All along, Wild coach Mike Yeo praised Heatley’s gracious handling of the benching. That might have sounded like spin doctoring if Heatley hadn’t played so well when given the chance, and if his teammates hadn’t raved about him before and after Game 7.
“I will say that watching the way Heater handled it, for him it’s got to be tough, tough for a guy who’s had the success he’s had and the career he’s had,” Brodziak said. “The way he handled it, I think that’s a good lesson for everybody on the team. The way he handled it was better than I think anyone, including myself, expected.
“I think when we look back at it, that’s a huge factor. It made it easier for me to get through what I went through, watching the way he handled it.”
“It says a lot about those guys,” captain Mikko Koivu said. “And about our team.”
The benchings of Heatley and Brodziak indicated that the Wild might not have much interest in retaining the veterans beyond this spring.

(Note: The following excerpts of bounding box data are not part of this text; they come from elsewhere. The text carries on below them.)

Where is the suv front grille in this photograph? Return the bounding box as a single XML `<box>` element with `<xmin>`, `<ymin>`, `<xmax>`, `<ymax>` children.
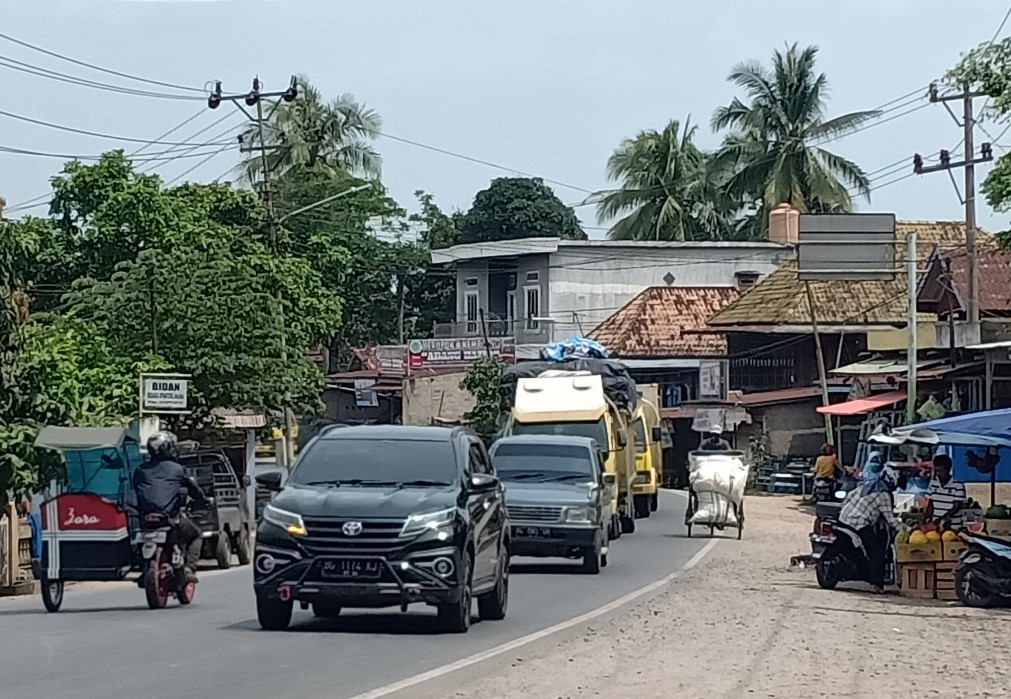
<box><xmin>301</xmin><ymin>517</ymin><xmax>405</xmax><ymax>555</ymax></box>
<box><xmin>506</xmin><ymin>505</ymin><xmax>562</xmax><ymax>522</ymax></box>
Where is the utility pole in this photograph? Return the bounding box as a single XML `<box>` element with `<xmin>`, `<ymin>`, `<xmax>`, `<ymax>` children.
<box><xmin>913</xmin><ymin>83</ymin><xmax>994</xmax><ymax>329</ymax></box>
<box><xmin>207</xmin><ymin>76</ymin><xmax>298</xmax><ymax>468</ymax></box>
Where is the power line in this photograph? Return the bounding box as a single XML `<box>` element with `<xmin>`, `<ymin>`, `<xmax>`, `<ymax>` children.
<box><xmin>0</xmin><ymin>56</ymin><xmax>203</xmax><ymax>101</ymax></box>
<box><xmin>0</xmin><ymin>33</ymin><xmax>206</xmax><ymax>93</ymax></box>
<box><xmin>0</xmin><ymin>109</ymin><xmax>234</xmax><ymax>146</ymax></box>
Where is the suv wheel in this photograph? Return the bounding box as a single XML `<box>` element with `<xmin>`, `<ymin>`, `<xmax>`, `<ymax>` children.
<box><xmin>256</xmin><ymin>597</ymin><xmax>292</xmax><ymax>631</ymax></box>
<box><xmin>439</xmin><ymin>554</ymin><xmax>474</xmax><ymax>633</ymax></box>
<box><xmin>477</xmin><ymin>546</ymin><xmax>509</xmax><ymax>621</ymax></box>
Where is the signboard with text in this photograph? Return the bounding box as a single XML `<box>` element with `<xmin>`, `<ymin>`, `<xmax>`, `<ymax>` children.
<box><xmin>407</xmin><ymin>337</ymin><xmax>516</xmax><ymax>371</ymax></box>
<box><xmin>141</xmin><ymin>373</ymin><xmax>190</xmax><ymax>415</ymax></box>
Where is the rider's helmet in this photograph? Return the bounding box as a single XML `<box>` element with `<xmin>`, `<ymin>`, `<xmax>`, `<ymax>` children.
<box><xmin>148</xmin><ymin>430</ymin><xmax>179</xmax><ymax>459</ymax></box>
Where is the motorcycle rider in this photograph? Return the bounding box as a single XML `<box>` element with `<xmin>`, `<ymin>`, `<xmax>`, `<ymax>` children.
<box><xmin>839</xmin><ymin>459</ymin><xmax>897</xmax><ymax>593</ymax></box>
<box><xmin>133</xmin><ymin>431</ymin><xmax>207</xmax><ymax>583</ymax></box>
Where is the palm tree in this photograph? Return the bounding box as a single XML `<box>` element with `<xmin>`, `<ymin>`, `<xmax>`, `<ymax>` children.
<box><xmin>593</xmin><ymin>117</ymin><xmax>735</xmax><ymax>241</ymax></box>
<box><xmin>240</xmin><ymin>76</ymin><xmax>382</xmax><ymax>181</ymax></box>
<box><xmin>712</xmin><ymin>43</ymin><xmax>879</xmax><ymax>222</ymax></box>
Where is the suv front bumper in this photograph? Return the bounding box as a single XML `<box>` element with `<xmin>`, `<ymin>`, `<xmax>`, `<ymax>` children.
<box><xmin>253</xmin><ymin>545</ymin><xmax>463</xmax><ymax>608</ymax></box>
<box><xmin>510</xmin><ymin>524</ymin><xmax>601</xmax><ymax>558</ymax></box>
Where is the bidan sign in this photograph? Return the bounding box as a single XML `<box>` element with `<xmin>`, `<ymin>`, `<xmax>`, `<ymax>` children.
<box><xmin>141</xmin><ymin>374</ymin><xmax>190</xmax><ymax>415</ymax></box>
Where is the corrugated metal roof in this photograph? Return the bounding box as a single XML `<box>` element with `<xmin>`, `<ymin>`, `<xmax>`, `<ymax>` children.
<box><xmin>590</xmin><ymin>286</ymin><xmax>740</xmax><ymax>357</ymax></box>
<box><xmin>709</xmin><ymin>221</ymin><xmax>989</xmax><ymax>327</ymax></box>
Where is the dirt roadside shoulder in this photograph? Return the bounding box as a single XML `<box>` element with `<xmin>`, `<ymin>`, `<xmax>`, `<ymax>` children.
<box><xmin>410</xmin><ymin>498</ymin><xmax>1011</xmax><ymax>699</ymax></box>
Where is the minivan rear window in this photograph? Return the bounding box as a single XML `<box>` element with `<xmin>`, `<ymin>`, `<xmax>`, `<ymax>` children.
<box><xmin>289</xmin><ymin>439</ymin><xmax>457</xmax><ymax>486</ymax></box>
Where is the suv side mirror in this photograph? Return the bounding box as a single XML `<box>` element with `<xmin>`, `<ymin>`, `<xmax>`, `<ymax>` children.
<box><xmin>470</xmin><ymin>473</ymin><xmax>498</xmax><ymax>493</ymax></box>
<box><xmin>256</xmin><ymin>470</ymin><xmax>281</xmax><ymax>493</ymax></box>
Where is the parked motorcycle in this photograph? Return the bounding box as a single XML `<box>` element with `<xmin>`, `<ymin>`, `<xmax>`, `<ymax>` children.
<box><xmin>136</xmin><ymin>518</ymin><xmax>196</xmax><ymax>609</ymax></box>
<box><xmin>815</xmin><ymin>521</ymin><xmax>895</xmax><ymax>590</ymax></box>
<box><xmin>954</xmin><ymin>534</ymin><xmax>1011</xmax><ymax>607</ymax></box>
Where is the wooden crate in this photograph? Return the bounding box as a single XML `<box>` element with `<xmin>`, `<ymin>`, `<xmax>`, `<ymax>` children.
<box><xmin>899</xmin><ymin>563</ymin><xmax>937</xmax><ymax>600</ymax></box>
<box><xmin>934</xmin><ymin>563</ymin><xmax>958</xmax><ymax>602</ymax></box>
<box><xmin>895</xmin><ymin>541</ymin><xmax>941</xmax><ymax>563</ymax></box>
<box><xmin>984</xmin><ymin>517</ymin><xmax>1011</xmax><ymax>537</ymax></box>
<box><xmin>941</xmin><ymin>541</ymin><xmax>966</xmax><ymax>562</ymax></box>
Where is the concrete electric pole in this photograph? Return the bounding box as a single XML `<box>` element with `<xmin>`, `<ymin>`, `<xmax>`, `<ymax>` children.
<box><xmin>913</xmin><ymin>84</ymin><xmax>994</xmax><ymax>329</ymax></box>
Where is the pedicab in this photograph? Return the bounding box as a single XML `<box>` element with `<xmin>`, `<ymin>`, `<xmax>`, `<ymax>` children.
<box><xmin>32</xmin><ymin>427</ymin><xmax>143</xmax><ymax>612</ymax></box>
<box><xmin>684</xmin><ymin>451</ymin><xmax>748</xmax><ymax>539</ymax></box>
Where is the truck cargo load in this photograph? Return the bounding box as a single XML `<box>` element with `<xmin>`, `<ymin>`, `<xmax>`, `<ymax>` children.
<box><xmin>501</xmin><ymin>359</ymin><xmax>639</xmax><ymax>413</ymax></box>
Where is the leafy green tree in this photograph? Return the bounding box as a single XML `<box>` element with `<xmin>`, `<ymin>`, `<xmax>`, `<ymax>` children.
<box><xmin>944</xmin><ymin>37</ymin><xmax>1011</xmax><ymax>220</ymax></box>
<box><xmin>459</xmin><ymin>177</ymin><xmax>586</xmax><ymax>243</ymax></box>
<box><xmin>242</xmin><ymin>76</ymin><xmax>382</xmax><ymax>181</ymax></box>
<box><xmin>595</xmin><ymin>119</ymin><xmax>739</xmax><ymax>241</ymax></box>
<box><xmin>712</xmin><ymin>43</ymin><xmax>878</xmax><ymax>230</ymax></box>
<box><xmin>460</xmin><ymin>356</ymin><xmax>509</xmax><ymax>441</ymax></box>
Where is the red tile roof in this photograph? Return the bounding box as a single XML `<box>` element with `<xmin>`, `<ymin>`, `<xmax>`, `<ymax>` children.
<box><xmin>590</xmin><ymin>286</ymin><xmax>740</xmax><ymax>358</ymax></box>
<box><xmin>942</xmin><ymin>246</ymin><xmax>1011</xmax><ymax>314</ymax></box>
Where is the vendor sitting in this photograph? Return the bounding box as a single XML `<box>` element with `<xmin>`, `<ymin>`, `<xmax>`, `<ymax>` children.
<box><xmin>926</xmin><ymin>454</ymin><xmax>966</xmax><ymax>527</ymax></box>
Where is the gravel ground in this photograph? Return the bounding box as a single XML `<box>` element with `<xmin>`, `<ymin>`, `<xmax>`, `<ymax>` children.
<box><xmin>430</xmin><ymin>497</ymin><xmax>1011</xmax><ymax>699</ymax></box>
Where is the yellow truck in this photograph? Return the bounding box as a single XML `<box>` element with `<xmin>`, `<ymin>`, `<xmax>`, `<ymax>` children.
<box><xmin>632</xmin><ymin>383</ymin><xmax>663</xmax><ymax>519</ymax></box>
<box><xmin>503</xmin><ymin>371</ymin><xmax>635</xmax><ymax>540</ymax></box>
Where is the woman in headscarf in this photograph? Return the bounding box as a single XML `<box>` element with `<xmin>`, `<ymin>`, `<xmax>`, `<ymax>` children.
<box><xmin>839</xmin><ymin>461</ymin><xmax>896</xmax><ymax>593</ymax></box>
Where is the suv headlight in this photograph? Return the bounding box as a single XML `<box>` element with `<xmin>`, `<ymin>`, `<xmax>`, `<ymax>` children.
<box><xmin>565</xmin><ymin>507</ymin><xmax>589</xmax><ymax>522</ymax></box>
<box><xmin>263</xmin><ymin>505</ymin><xmax>305</xmax><ymax>536</ymax></box>
<box><xmin>400</xmin><ymin>507</ymin><xmax>456</xmax><ymax>536</ymax></box>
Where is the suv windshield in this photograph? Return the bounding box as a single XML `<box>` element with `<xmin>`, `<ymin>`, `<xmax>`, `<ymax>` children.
<box><xmin>289</xmin><ymin>439</ymin><xmax>457</xmax><ymax>487</ymax></box>
<box><xmin>491</xmin><ymin>442</ymin><xmax>593</xmax><ymax>483</ymax></box>
<box><xmin>513</xmin><ymin>418</ymin><xmax>611</xmax><ymax>449</ymax></box>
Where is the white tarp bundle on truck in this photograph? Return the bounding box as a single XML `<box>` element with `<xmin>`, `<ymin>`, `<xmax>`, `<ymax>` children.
<box><xmin>688</xmin><ymin>452</ymin><xmax>748</xmax><ymax>525</ymax></box>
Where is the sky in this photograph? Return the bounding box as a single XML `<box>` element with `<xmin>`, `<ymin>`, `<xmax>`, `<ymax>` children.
<box><xmin>0</xmin><ymin>0</ymin><xmax>1011</xmax><ymax>238</ymax></box>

Somehow, as Yeo shuffled lines, he wound up playing them next to Niederreiter, the 21-year-old the Islanders chose with the fifth pick in the 2010 draft, and who has become one of the Wild’s brightest young players.
The Heatley-Brodziak-Niederreiter line could use a nickname, but Hollywood has taken them: The Expendables, Extras, Two Men and a Baby.
The Wild traded Cal Clutterbuck and a third-round draft pick for Niederreiter last summer, adding skill and mystery to the roster. In Game 7, Niederreiter produced two blistering goals and an assists. He and his linemates combined for nine points and were a combined plus-8.
“Those are moments you dream about as a kid, to be in that situation and be the hero,” Niederreiter said.
Long before the start of each game, Niederreiter climbs into the stands and tapes his hockey stick while staring over the ice, practicing visualization.
Bryzgalov to Heatley to Brodziak to Niederreiter for a Game 7 overtime game winner?
Believing that required more than visualization. Niederreiter wasn’t sure that was real even after it happened.